Desde Pau Gasol hasta corredores de maratón olímpicos incluyen el arándano en su dieta de recuperación. Sus polifenoles reducen el daño muscular postentrenamiento en un 28%.
El arándano en los vestuarios olímpicos
En las cocinas del Centro de Alto Rendimiento de Sant Cugat, el arándano lleva años siendo un ingrediente habitual. Los nutricionistas del Comité Olímpico Español han integrado el fruto azul en los protocolos de recuperación postentrenamiento de disciplinas tan diversas como el atletismo, la natación, el ciclismo y el baloncesto. La razón es científicamente sólida: los polifenoles del arándano aceleran la recuperación muscular y reducen el daño oxidativo inducido por el ejercicio intenso.
La ciencia del ejercicio y el arándano
Un metaanálisis publicado en 2024 en el Journal of the International Society of Sports Nutrition revisó 23 ensayos clínicos con 412 deportistas. La conclusión principal: el consumo de 200-250g de arándanos en las 2 horas posteriores al entrenamiento redujo los marcadores de daño muscular (CK, mioglobina) un 28% y los marcadores inflamatorios (IL-6, TNF-α) un 34% en las 24-48 horas postejercicio.
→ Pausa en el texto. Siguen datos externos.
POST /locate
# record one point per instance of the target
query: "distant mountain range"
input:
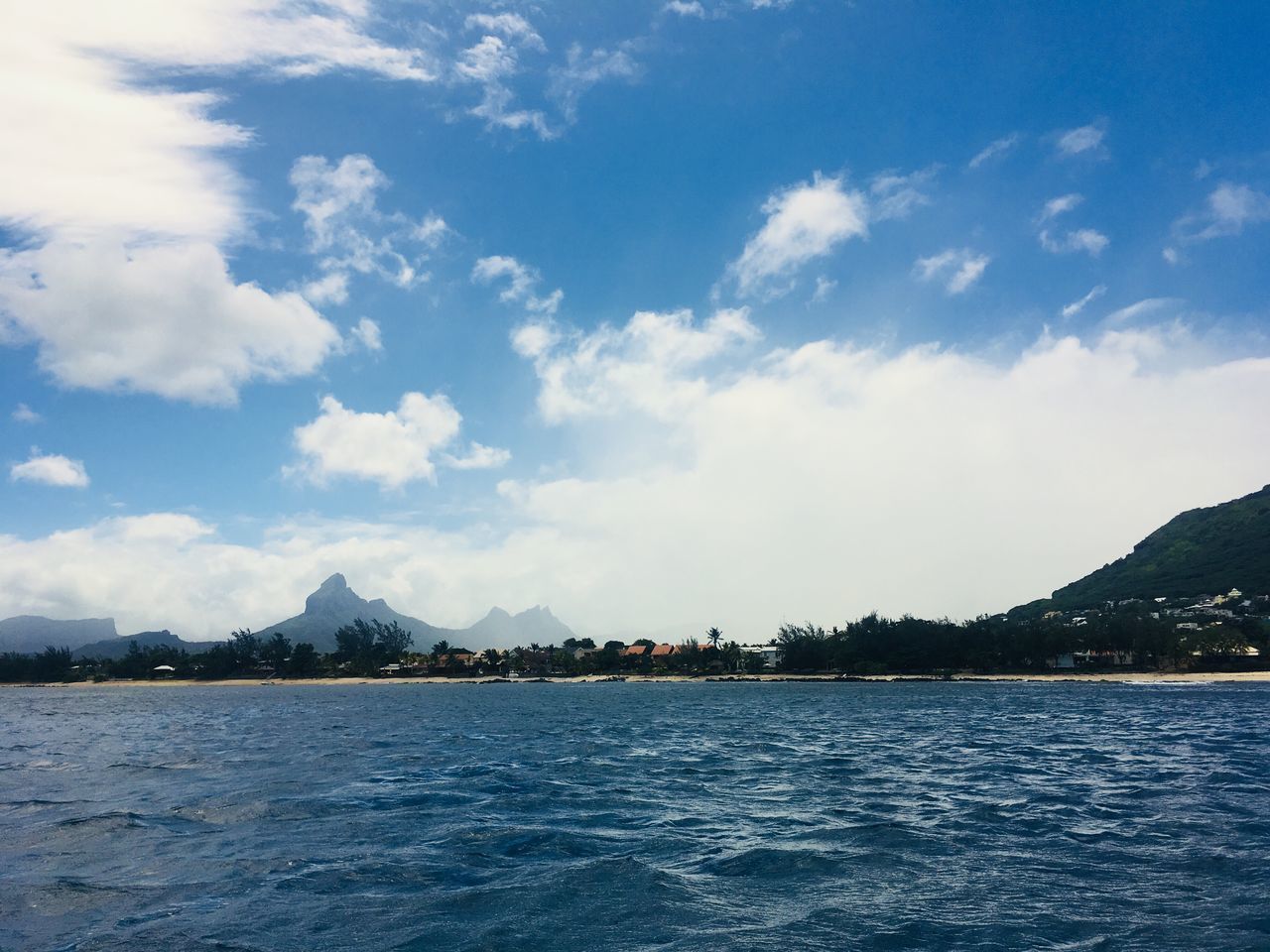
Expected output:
(1201, 552)
(330, 607)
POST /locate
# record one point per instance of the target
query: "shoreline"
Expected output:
(1100, 678)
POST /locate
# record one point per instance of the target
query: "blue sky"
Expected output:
(665, 313)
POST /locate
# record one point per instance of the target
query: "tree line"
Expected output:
(869, 645)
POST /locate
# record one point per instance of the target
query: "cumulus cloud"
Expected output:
(651, 365)
(367, 335)
(583, 70)
(894, 195)
(390, 448)
(993, 150)
(804, 222)
(520, 282)
(686, 8)
(1227, 211)
(1080, 141)
(50, 470)
(956, 268)
(821, 481)
(348, 230)
(144, 180)
(1060, 206)
(1078, 306)
(163, 318)
(1087, 240)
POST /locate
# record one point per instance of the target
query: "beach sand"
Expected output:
(1066, 678)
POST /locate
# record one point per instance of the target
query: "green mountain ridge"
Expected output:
(1203, 551)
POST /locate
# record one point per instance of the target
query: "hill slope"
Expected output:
(1201, 552)
(335, 604)
(28, 634)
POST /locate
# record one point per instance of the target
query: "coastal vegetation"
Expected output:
(1211, 634)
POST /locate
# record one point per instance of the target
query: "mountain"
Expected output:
(499, 629)
(118, 647)
(1201, 552)
(334, 604)
(31, 633)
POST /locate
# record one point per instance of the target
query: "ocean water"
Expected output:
(636, 816)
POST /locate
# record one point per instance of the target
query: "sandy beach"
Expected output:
(1107, 678)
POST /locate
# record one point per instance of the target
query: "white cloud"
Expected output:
(330, 289)
(652, 365)
(1078, 306)
(367, 334)
(690, 8)
(390, 448)
(894, 195)
(479, 457)
(1087, 240)
(521, 286)
(507, 24)
(994, 149)
(824, 289)
(956, 268)
(1079, 141)
(795, 484)
(50, 470)
(164, 318)
(489, 63)
(1147, 307)
(804, 222)
(581, 71)
(345, 226)
(109, 176)
(1228, 208)
(1060, 206)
El mecanismo implica la inhibición de la vía NF-κB —el "interruptor" molecular de la inflamación— por parte de las antocianinas, y la estimulación de la síntesis de glucógeno muscular, que acelera la recarga energética para el siguiente entrenamiento.
Cómo lo incorporan los atletas de élite
Inmediatamente tras el entrenamiento: 200g de arándanos frescos con 30g de proteína de suero. La combinación maximiza la síntesis proteica y reduce la inflamación simultáneamente.
Smoothie de recuperación: 200g de arándanos congelados, plátano, leche de avena, cúrcuma y jengibre. Alta densidad nutricional y antinflamatoria.
La noche antes de competición: Algunos atletas incorporan arándanos secos (sin azúcar añadido) en el desayuno pre-competición por su bajo índice glucémico (IG 25) y su efecto positivo en la claridad cognitiva y la concentración.
¿Y para deportistas amateur?
Los beneficios no son exclusivos de la élite. Cualquier persona que practique ejercicio regular con más de 3 sesiones semanales puede beneficiarse del arándano como parte de su estrategia de recuperación. La clave es la regularidad y la calidad del fruto: un arándano ecológico de proximidad tiene hasta un 40% más de antocianinas que uno convencional de producción intensiva.